À l'approche de la Coupe du Monde 2026, une étude surprenante vient bousculer les clivages habituels. Selon une enquête menée par l'institut de sondage YouGov, les préférences footballistiques des supporters seraient corrélées à leur orientation politique. Les résultats indiquent que les personnes se déclarant de gauche auraient une nette préférence pour Lionel Messi, tandis que les électeurs de droite pencheraient davantage pour Cristiano Ronaldo.
Une étude aux résultats tranchés
L'étude, réalisée auprès de 2 000 personnes aux États-Unis, pays hôte de la prochaine Coupe du Monde, montre que 45 % des sympathisants de gauche choisissent Messi comme leur joueur favori, contre seulement 22 % pour Ronaldo. À droite, la tendance s'inverse : 38 % préfèrent Ronaldo, contre 28 % pour Messi. Les indépendants, quant à eux, sont plus partagés, avec une légère avance pour l'Argentin (32 % contre 27 %).
Ces résultats ne sont pas isolés. Une étude similaire menée en Europe, notamment en France et en Espagne, confirme cette tendance, bien que les écarts soient moins marqués. En France, 40 % des électeurs de gauche plébiscitent Messi, contre 25 % pour Ronaldo. À droite, 35 % choisissent Ronaldo, contre 30 % pour Messi.

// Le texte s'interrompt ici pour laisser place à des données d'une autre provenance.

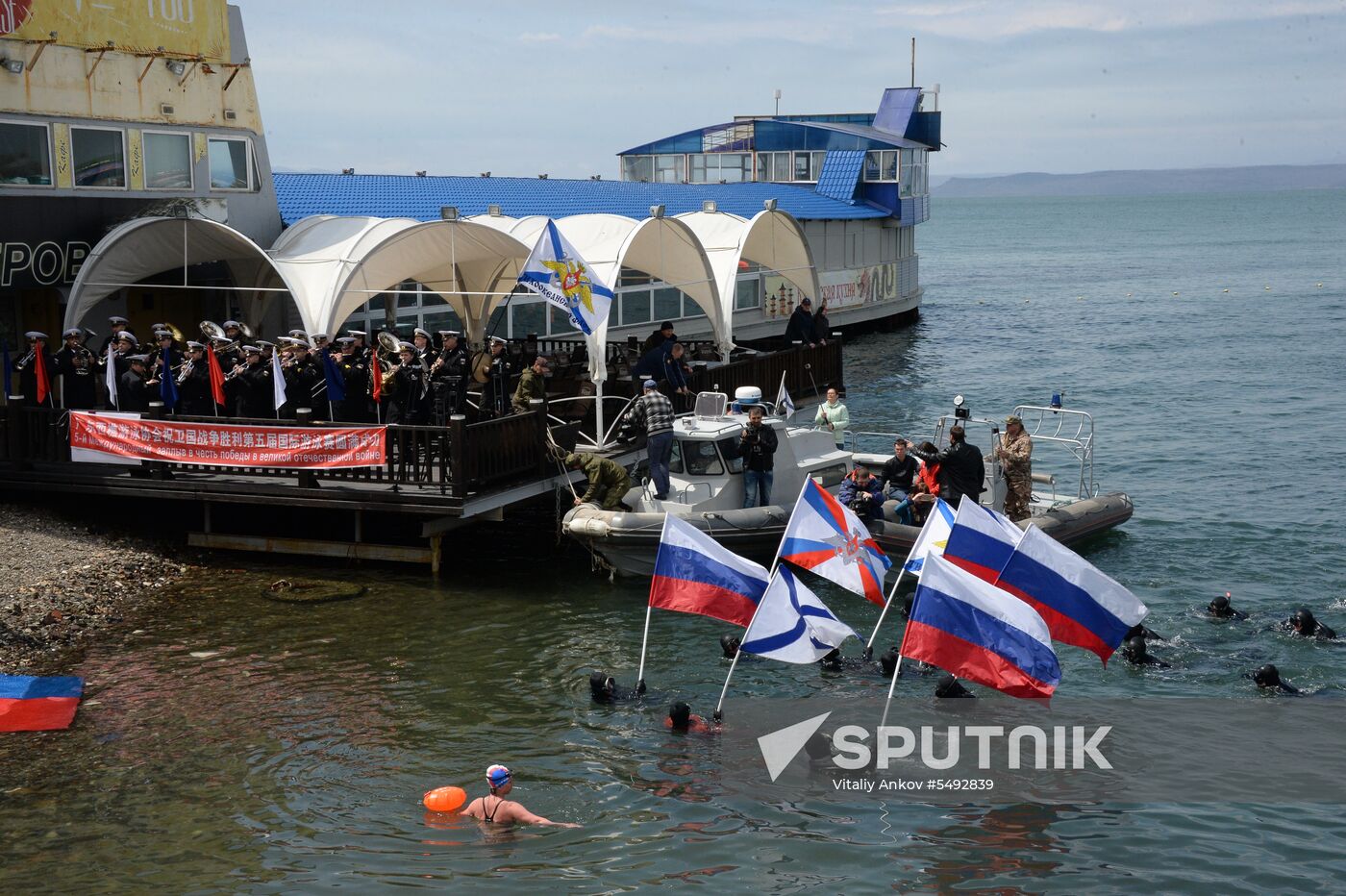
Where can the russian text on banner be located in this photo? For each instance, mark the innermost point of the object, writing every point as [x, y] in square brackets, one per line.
[695, 575]
[793, 625]
[933, 538]
[30, 703]
[976, 632]
[1081, 606]
[229, 444]
[828, 538]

Les raisons d'un clivage politique
Plusieurs analystes avancent des explications à ce phénomène. D'un côté, Messi est souvent perçu comme un joueur plus discret, modeste et collectif, des valeurs traditionnellement associées à la gauche. De l'autre, Ronaldo incarnerait davantage la réussite individuelle, la performance et la compétition, des traits plus en phase avec les valeurs de droite.
Le sociologue du sport Jean-Baptiste Guégan précise : « Le football n'échappe pas à la polarisation politique. Les supporters projettent leurs valeurs sur les joueurs. Messi, avec son jeu altruiste et sa vie privée sans scandale, correspond à l'idéal de gauche. Ronaldo, avec son ego affirmé et son image de winner, séduit davantage la droite. »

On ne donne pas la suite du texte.